Announcements from three of the major card associations in June describe different approaches for reducing merchant liability and losses with counterfeit card fraud through April 2018 as the U.S. transitions to EMV. Visa estimates their changes will lead to 40 percent fewer chargebacks and 15 percent fewer dollars being charged back to merchants related to counterfeit card fraud.
All of the card associations have recently announced measures to speed up and ease the transition to EMV or Chip cards. This includes “Quick Chip” programs from Discover and American Express to not require consumers keep their cards in the readers for an extended period of time, as well as accelerated and streamlined implementation procedures for merchants and acquirers to certify with Visa and MasterCard. Additionally, to ease the burden of fraud losses from merchants during this transition, some of the card associations are changing chargeback liability rules, at least temporarily.

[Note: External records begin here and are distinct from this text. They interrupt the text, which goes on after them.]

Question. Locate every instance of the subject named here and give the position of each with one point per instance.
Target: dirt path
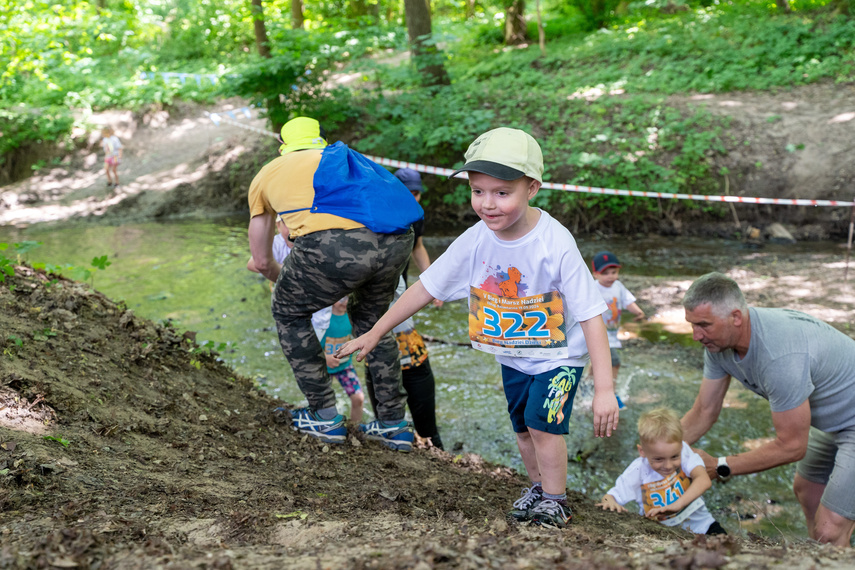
(162, 151)
(796, 143)
(125, 445)
(159, 456)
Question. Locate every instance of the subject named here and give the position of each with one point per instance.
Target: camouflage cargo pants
(322, 268)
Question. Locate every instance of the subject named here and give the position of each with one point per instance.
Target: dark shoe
(530, 498)
(398, 436)
(305, 420)
(551, 513)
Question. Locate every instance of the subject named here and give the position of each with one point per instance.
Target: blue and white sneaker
(398, 436)
(305, 420)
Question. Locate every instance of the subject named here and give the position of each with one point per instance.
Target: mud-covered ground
(125, 445)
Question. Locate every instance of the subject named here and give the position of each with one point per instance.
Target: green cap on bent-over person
(506, 154)
(300, 134)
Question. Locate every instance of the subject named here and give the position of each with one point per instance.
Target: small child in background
(657, 480)
(338, 332)
(112, 155)
(606, 269)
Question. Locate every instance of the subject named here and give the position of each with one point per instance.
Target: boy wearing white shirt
(606, 268)
(667, 481)
(532, 303)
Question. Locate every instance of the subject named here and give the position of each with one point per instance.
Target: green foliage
(21, 126)
(101, 262)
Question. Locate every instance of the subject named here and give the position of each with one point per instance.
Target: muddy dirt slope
(123, 444)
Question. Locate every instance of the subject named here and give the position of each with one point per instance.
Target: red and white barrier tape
(583, 189)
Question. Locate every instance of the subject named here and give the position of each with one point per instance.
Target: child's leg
(529, 457)
(551, 455)
(356, 401)
(350, 383)
(420, 386)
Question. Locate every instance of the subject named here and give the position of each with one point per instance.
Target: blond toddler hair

The first of such announcements came from Visa in a June 16th press release, which detailed counterfeit chargeback policy changes benefiting merchants. Beginning July 22, 2016, Visa will not allow chargebacks for counterfeit card fraud (Reason Code 62) for any transaction under $25. Issuers will absorb these losses, as Visa states that they represent limited financial impact for issuing banks but a great deal of work and expense for merchants and acquirers. Another change, not taking effect until October 2016, is that issuing banks will only be allowed chargeback up to ten fraudulent counterfeit card transactions per card, putting more onus on the issuer to identify and contain the fraud. Merchants will be able to benefit from these liability shift changes through April 2018, while Visa states this will eliminate 40 percent of counterfeit fraud chargebacks and 15 percent of counterfeit fraud losses on Visa cards for merchants nationwide.
MasterCard followed suit with a similar press release four days later. It detailed a faster EMV chip terminal testing certification program eliminating 58 percent of the needed tests as a means to speed up chip adoption (or certification) amongst U.S. merchants. While MasterCard took similar measures to accelerate EMV adoption, they stopped short of offering merchants increased liability shift, saying only that they have “policies in place that limit merchant exposure to excessive chargebacks on fraudulent accounts,” and that such “limits are applicable globally for all types of fraud.”
Just a couple days later, on June 22nd, American Express issued a shorter press release focused just on counterfeit card fraud liability shift changes (they had announced Amex Quick Chip to make EMV transactions faster for consumers just a week prior). American Express extended the same liability shift extension to merchants as Visa: no merchant liability for counterfeit card transactions under $25 and there can be at most 10 counterfeit card chargebacks on a single card account. Coverage for counterfeit transactions under $25 will begin by the end of August 2016, while the ten chargeback limit will take effect by the end of the year. Merchants will also be able to enjoy both increases in fraud liability protection until April 2018.